“Un joli monde, romans de la prostitution» recense les p… de la littérature.
«Passionnément, nous y pensions/A la p… points de suspension/Qu’elle était bien, qu’elle était bien/La putain».
Comme Serge Reggiani dans cette chanson de Jean-Loup Dabadie, ils sont nombreux à y avoir pensé. Aux filles de joie, belles de jour, prostituées, filles publiques, courtisanes… Bref, aux putains. D’autres ont allègrement franchi le pas qui mène à la passe. Les plus timorés ne sont certainement pas les écrivains, qui pistent la muse aussi bien sur les trottoirs que dans les méandres de leur imagination.
Une symbolique infinie
Un joli monde, romans de la prostitution, qui vient de paraître dans la collection Bouquins, s’emploie à recenser quelques-uns de ces auteurs amateurs de bas-fonds et de boxons. Traquer le «client» par-delà les époques eût relevé de la gageure. Mireille Dottin-Orsini et Daniel Grojnowski ont donc circonscrit leur territoire d’exploration à l’alcôve temporelle 1875-1906.

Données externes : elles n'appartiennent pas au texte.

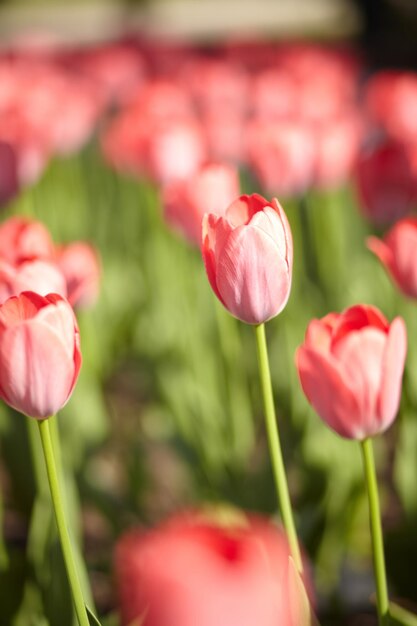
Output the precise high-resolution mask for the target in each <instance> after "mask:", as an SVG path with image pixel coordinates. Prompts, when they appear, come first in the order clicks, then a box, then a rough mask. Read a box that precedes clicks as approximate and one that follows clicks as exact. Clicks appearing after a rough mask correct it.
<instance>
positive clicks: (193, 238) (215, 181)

Le métier a beau être le plus vieux du monde, il traverse durant cette période sa «grande époque». Ses Lumières en quelque sorte. Lesquelles sont rouges et fleurissent au hasard des ruelles. C’est pourtant la part d’ombre, essentielle, qui séduit alors le romancier. Il n’est plus seulement question de trousser la gueuse mais aussi de débusquer ce qu’elle recèle de coeur et d’esprit.

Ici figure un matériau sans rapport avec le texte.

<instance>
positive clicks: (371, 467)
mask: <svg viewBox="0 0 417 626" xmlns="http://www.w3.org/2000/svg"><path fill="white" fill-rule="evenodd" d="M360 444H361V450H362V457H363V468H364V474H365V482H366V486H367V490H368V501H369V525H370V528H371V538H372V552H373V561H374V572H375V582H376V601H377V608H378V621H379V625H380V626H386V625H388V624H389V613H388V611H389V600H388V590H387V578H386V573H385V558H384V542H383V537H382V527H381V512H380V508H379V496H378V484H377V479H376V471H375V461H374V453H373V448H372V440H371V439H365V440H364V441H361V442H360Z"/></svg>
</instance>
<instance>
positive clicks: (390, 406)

A leur manière, la grosse vingtaine d’écrivains réunis dans le livre fait oeuvre d’anthropologie sociale. Un travail auquel fait écho la longue préface des auteurs de l’ouvrage. Ces deux-là précisent d’entrée que «le thème littéraire de la prostituée n’a pas de contours précis, d’autant que le mot porte une symbolique qui varie à l’infini, allant de la déchéance à l’expiation et à la transfiguration».

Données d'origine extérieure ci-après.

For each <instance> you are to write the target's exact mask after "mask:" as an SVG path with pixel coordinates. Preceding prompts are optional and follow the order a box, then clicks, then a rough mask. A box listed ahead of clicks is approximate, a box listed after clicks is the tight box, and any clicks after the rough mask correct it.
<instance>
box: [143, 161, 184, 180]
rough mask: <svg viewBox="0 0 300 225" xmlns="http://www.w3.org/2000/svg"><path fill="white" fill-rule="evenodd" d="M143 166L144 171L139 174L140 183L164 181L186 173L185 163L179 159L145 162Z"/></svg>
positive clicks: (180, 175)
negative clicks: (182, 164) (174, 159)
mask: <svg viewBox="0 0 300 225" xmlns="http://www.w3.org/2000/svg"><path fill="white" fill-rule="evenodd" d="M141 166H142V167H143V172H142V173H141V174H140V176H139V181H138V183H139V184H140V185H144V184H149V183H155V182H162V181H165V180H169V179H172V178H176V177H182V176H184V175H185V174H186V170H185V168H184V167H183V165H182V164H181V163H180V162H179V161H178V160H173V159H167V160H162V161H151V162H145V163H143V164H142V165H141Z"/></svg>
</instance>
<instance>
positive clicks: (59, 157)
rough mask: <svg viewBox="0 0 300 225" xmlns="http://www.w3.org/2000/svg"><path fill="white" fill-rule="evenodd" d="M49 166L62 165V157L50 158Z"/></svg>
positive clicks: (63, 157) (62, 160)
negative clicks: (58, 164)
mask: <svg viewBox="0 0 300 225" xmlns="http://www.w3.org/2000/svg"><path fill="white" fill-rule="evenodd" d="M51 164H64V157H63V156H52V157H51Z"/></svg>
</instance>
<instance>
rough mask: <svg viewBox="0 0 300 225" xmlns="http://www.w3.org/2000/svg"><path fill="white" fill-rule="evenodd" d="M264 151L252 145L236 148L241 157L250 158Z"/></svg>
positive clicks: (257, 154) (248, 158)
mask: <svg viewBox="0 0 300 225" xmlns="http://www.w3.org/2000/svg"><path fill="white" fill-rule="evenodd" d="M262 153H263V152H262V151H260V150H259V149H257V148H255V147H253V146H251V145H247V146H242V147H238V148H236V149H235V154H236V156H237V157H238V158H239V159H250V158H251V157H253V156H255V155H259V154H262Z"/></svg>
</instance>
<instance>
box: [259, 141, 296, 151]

Contrairement à l’amour selon Céline, cet infini-là n’est pas réservé aux seuls caniches. Les gens de lettres y trempent leur plume avec délectation. Maupassant, par exemple, qui dresse le tableau suivant: «Les filles, la jupe relevée, montrant leurs jambes, laissant entrevoir un bas blanc à la lueur terne de la lumière nocturne, attendaient dans l’ombre des portes, appelaient, ou bien passaient pressées, hardies, vous jetant à l’oreille deux mots obscurs et stupides». Les temps changent, mais les rituels demeurent.
Plaisir d’amour
Parfois, à l’instar de Charles-Louis Philippe, l’écrivain pousse plus loin l’observation: «Quand elle fut couchée sur le lit, Berthe, la fille publique mécanique et passive, goûta le mâle et sentit du plaisir à l’amour.» Ainsi donc, la chair n’est pas toujours triste. Elle reste même désirable dans les pires conditions, comme en témoigne ce passage de La boue du redoutable Léon Bloy: «C’était une chose à dépasser l’imagination, de voir ces créatures maquillées et vêtues de fange, s’accoupler, dans des coins fétides, avec d’impurs marcassins ruisselants de liquides noirs, jusque sous le nez tolérant des sous-officiers carapaçonnés eux-mêmes d’immondices.»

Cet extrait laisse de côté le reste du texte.